The Chevrolet Equinox and GMC Terrain, both made by General Motors, received the highest "good" rating from the Insurance Institute for Highway Safety. The Toyota Highlander got the second-best "acceptable" rating in tests of 2014 models.
But the Jeep Grand Cherokee, Toyota 4Runner and Ford Explorer got "marginal" ratings, while the Kia Sorento, Mazda CX-9 and Honda Pilot all were rated "poor."
The ratings are based on six crash test measurements done by the institute. Only the Equinox and Terrain got "good" ratings in a front overlap crash that mimics what happens when a car's front corner collides with another vehicle or an object like a utility pole. In the test, 25 percent of a vehicle's front end on the driver's side strikes a rigid barrier at 40 mph.

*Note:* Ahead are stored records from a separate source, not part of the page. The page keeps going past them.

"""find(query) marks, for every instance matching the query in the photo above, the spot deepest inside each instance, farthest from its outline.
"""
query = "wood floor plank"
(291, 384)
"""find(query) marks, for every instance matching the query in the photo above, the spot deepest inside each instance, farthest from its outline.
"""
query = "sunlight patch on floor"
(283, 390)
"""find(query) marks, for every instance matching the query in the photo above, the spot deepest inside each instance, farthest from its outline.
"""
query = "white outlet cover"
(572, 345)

The test, instituted in 2012, is more difficult than the U.S. government's frontal crash test, in which a car strikes a rigid barrier head-on at 35 mph. IIHS says hitting only part of the front end makes it harder for cars to manage the energy from a crash. The test "continues to challenge manufacturers more than a year and a half after its introduction," the institute said in a statement.

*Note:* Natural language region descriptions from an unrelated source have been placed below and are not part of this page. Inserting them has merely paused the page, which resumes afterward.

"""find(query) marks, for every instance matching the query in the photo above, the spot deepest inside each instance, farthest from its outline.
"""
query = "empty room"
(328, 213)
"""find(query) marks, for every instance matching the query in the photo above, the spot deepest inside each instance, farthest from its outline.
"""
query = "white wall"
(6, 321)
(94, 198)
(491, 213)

The institute uses its crash test scores to prod automakers into adding safety devices or making their cars more crash-resistant.
The institute said the Equinox and Terrain, which are almost identical, were modified by GM in the new model year to strengthen their front structure and door-hinge pillars. In tests, the Equinox driver's space was well-maintained, and the crash dummy's movement was well-controlled, the institute said.

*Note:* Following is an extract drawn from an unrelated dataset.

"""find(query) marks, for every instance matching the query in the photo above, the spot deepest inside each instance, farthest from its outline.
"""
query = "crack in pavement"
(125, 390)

The institute changed its requirements for vehicles to get the "Top Safety Pick-Plus" designation this year. To earn that, vehicles must get "good" ratings in four crash tests, "good" or "acceptable" in the overlap test, and they must have available a front crash prevention system that either warns the driver of a crash or stops the vehicle with automatic braking.
Of the nine midsize SUVs, only the Equinox and Terrain and the Highlander qualified for "Top Safety Pick-Plus."
The Honda Pilot was the worst performer of the group, largely because the driver's space was seriously compromised in the overlap test, the institute said.
Honda said in a statement that with each redesign, the Pilot has been a leader in light-truck safety and driver-assist technologies "and we are committed that it will continue to do so in the future."